There are several strains of BSE: the typical or classic BSE strain responsible for the outbreak in the United Kingdom and two atypical strains (H and L strains).
The BSE strain responsible for most of the BSE cases in Canada is the same classic or typical strain linked to the outbreak in the United Kingdom. It is known to be preventable through elimination of BSE contaminated feed.
This typical strain has not yet been identified in any U.S.-born cattle. All five U.S.-born BSE cases and two of the 20 Canadian-born BSE cases were caused by atypical BSE strains.
High-risk cow parts--that have the highest chance of being infected with the abnormal prion—are brains and spinal cords from cows 30 months of age or older. Since August 1997, the FDA has not allowed most parts from cows and certain other animals to be used to make food for cows.
This protects healthy cows from getting BSE by making sure their food is not contaminated with the abnormal prion. The USDA prevents high-risk cows and cow products from entering the U.S. from other countries.
To prevent BSE from entering the U.S., restrictions were placed on importation of live ruminants, such as cattle, sheep, and goats, and certain ruminant products from countries where BSE was known to exist. These restrictions were later extended to include importation of ruminants and certain ruminant products from all European countries.

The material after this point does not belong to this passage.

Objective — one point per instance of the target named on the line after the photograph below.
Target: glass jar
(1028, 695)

Public health control measures, such as surveillance, culling sick animals, or banning specified risk materials, have been instituted in many countries, particularly in those with indigenous cases (in native animals) of confirmed BSE, to prevent potentially BSE-infected tissues from entering the human food supply.

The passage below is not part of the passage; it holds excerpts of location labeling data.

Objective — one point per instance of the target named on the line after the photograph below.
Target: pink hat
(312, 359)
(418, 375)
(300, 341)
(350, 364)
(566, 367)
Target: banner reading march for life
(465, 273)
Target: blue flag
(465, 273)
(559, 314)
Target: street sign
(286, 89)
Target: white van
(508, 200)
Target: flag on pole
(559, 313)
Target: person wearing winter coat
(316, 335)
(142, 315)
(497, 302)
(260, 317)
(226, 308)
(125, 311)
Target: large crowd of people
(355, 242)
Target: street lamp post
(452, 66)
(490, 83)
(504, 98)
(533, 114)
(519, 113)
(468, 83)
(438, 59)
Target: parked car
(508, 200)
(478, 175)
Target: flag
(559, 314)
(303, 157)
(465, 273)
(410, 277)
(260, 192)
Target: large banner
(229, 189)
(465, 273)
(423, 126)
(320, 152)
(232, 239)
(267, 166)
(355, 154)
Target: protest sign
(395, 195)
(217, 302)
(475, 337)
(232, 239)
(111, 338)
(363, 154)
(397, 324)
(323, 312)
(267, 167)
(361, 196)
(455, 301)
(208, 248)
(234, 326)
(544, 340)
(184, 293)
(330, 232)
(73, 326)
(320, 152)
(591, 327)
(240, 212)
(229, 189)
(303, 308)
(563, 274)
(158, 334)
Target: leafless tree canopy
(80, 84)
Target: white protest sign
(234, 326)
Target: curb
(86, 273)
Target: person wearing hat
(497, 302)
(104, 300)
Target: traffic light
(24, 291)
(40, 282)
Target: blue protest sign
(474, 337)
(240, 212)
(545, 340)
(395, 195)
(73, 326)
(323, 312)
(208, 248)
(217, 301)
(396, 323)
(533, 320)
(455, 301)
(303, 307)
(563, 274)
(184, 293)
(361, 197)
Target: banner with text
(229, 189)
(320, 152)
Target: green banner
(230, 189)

The most stringent control measures include a UK program that excludes all animals more than 30 months of age from the human food and animal feed supplies. This program appears to be highly effective.

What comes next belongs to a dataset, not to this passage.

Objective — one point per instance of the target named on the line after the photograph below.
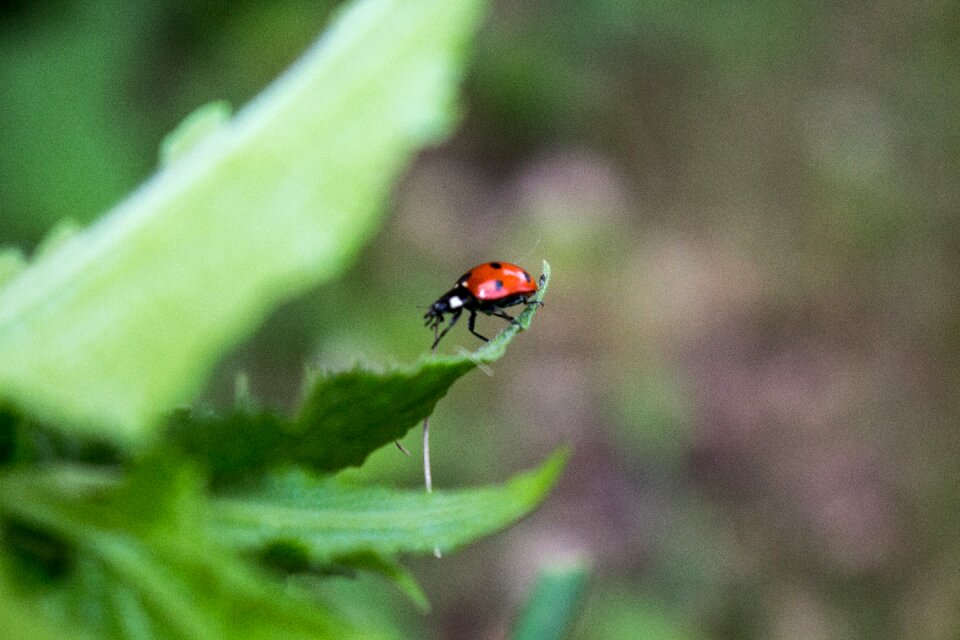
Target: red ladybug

Other control measures include banning the use of mechanically recovered meat from the vertebral column of cattle, sheep, and goats for human food and BSE testing of all cattle more than 30 months of age destined for human consumption.
Because ruminant tissue in ruminant feed was probably responsible for the BSE outbreak in the United Kingdom, and evidence of possible transmission of BSE to humans, the U.S. Food and Drug Administration instituted a ruminant feed ban that became effective in 1997.
Then in 2009, FDA established an enhanced BSE-related feed ban to harmonize BSE feed control measures in the U.S. with those in Canada.
Canada’s was aimed at more effectively preventing and quickly eliminating BSE from that country. The enhanced ban prohibits most proteins, including potentially BSE infectious tissues known as “specified risk materials” (SRM) from all animal feeds, pet foods, and fertilizers, not just cattle feed.
Applying the same measure to pet food and fertilizer materials addresses the possible exposure of cattle and other susceptible animals to these products.
There is no treatment for this disease; affected animals are euthanized.